For borrowers with good credit scores, the mean debt for revolving and installment accounts is $15,015 (BusinessWeek, March 20, 2006). Assume the standard deviation is $3,730 and that debt amounts are normally distributed.

a. What is the probability that the debt for a randomly selected borrower with good credit is more than $18,000 (to 4 decimals)?

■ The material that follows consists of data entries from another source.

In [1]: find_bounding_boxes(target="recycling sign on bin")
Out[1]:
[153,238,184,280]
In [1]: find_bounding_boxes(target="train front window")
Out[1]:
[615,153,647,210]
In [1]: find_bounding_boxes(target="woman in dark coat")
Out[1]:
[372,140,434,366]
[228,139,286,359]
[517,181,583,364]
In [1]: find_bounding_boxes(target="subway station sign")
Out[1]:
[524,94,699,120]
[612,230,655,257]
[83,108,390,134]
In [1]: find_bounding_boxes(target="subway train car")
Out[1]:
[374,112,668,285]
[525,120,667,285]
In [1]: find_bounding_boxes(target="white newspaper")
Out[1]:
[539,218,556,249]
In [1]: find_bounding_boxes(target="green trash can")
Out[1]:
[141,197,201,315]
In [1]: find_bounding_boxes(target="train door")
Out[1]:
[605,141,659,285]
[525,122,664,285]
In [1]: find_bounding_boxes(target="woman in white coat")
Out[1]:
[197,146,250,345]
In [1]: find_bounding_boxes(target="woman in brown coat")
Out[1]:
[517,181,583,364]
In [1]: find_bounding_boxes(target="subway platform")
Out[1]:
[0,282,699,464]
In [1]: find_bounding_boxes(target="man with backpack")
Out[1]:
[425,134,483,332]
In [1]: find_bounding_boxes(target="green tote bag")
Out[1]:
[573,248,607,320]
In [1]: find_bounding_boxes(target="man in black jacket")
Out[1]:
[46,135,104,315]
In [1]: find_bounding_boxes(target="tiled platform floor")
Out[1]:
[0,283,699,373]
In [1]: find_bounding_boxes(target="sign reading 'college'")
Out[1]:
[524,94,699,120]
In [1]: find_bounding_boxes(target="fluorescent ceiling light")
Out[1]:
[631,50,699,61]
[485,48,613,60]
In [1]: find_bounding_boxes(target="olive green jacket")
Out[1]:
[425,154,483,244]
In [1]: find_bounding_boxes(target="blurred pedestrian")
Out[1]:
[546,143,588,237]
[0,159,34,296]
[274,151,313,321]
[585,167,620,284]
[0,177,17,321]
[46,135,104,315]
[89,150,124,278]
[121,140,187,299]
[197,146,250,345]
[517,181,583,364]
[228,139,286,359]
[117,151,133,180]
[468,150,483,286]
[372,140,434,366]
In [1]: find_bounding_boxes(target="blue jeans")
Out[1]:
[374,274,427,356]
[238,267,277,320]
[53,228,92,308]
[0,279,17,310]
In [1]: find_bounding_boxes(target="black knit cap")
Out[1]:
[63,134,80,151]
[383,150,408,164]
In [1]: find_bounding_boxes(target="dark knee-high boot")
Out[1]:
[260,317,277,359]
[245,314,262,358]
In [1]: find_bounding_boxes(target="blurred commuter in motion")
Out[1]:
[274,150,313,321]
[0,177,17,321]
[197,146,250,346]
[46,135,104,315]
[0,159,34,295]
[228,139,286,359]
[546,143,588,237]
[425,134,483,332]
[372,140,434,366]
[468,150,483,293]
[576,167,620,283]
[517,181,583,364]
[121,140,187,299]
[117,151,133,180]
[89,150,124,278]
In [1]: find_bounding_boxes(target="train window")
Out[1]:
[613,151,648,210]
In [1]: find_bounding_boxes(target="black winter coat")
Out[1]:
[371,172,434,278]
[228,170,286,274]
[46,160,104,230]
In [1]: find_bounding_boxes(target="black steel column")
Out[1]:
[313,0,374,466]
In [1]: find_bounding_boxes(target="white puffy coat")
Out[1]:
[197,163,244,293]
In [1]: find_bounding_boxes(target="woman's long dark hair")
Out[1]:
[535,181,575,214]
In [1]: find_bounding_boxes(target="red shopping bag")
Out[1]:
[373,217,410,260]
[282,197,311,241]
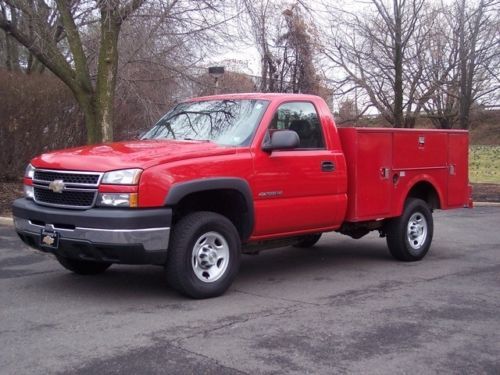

b. What is the probability that the debt for a randomly selected borrower with good credit is less than $10,000 (to 4 decimals)?

c.What is the probability that the debt for a randomly selected borrower with good credit is between $12,000 and $18,000 (to 4 decimals)?

d. What is the probability that the debt for a randomly selected borrower with good credit is no more than $14,000 (to 4 decimals)?

3 answers

a. What is the probability that the debt for a randomly selected borrower with good credit is more than $18,000 (to 4 decimals)?

p(x > 18000)
z = ( x - μ ) / σ
z = (18000 -15015)/3730
z =2985/3730 = 0.8
P( z > 0.8) = 1-.7881= 0.2119

b. What is the probability that the debt for a randomly selected borrower with good credit is less than $10,000 (to 4 decimals)?

P( x <10000)
z= ( x - μ ) / σ
z = (10000-15015)/3730
z =- 5015/3730 = -1.3445
P( z < -1.34) = 0.0901

c.What is the probability that the debt for a randomly selected borrower with good credit is between $12,000 and $18,000 (to 4 decimals)?

P(12000<x<18000)
z = ( x - μ ) / σ
z = (12000-15015)/3730
z =- 3015/3730 = -.81
z = ( x - μ ) / σ
z = 3015/3730 = 0.80
P(-0.81<z<0.8) = 0.7881 - 0.2090 = 0.5791

There is 0.5791 probability that the debt for a randomly selected borrower with good credit is between $12,000 and $18,000.

d. What is the probability that the debt for a randomly selected borrower with good credit is no more than $14,000 (to 4 decimals)?

P( x <14000)
z= ( x - μ ) / σ
z = (14000-15015)/3730
z = -1015/3730
z = -0.27
P( z < -0.27) = 0.3936
Kuai is all wrong.

a. 0.2061
b.
c. 0.5906
d. 0.3819
Kuai is all right. He solved questions absolutely in correct way.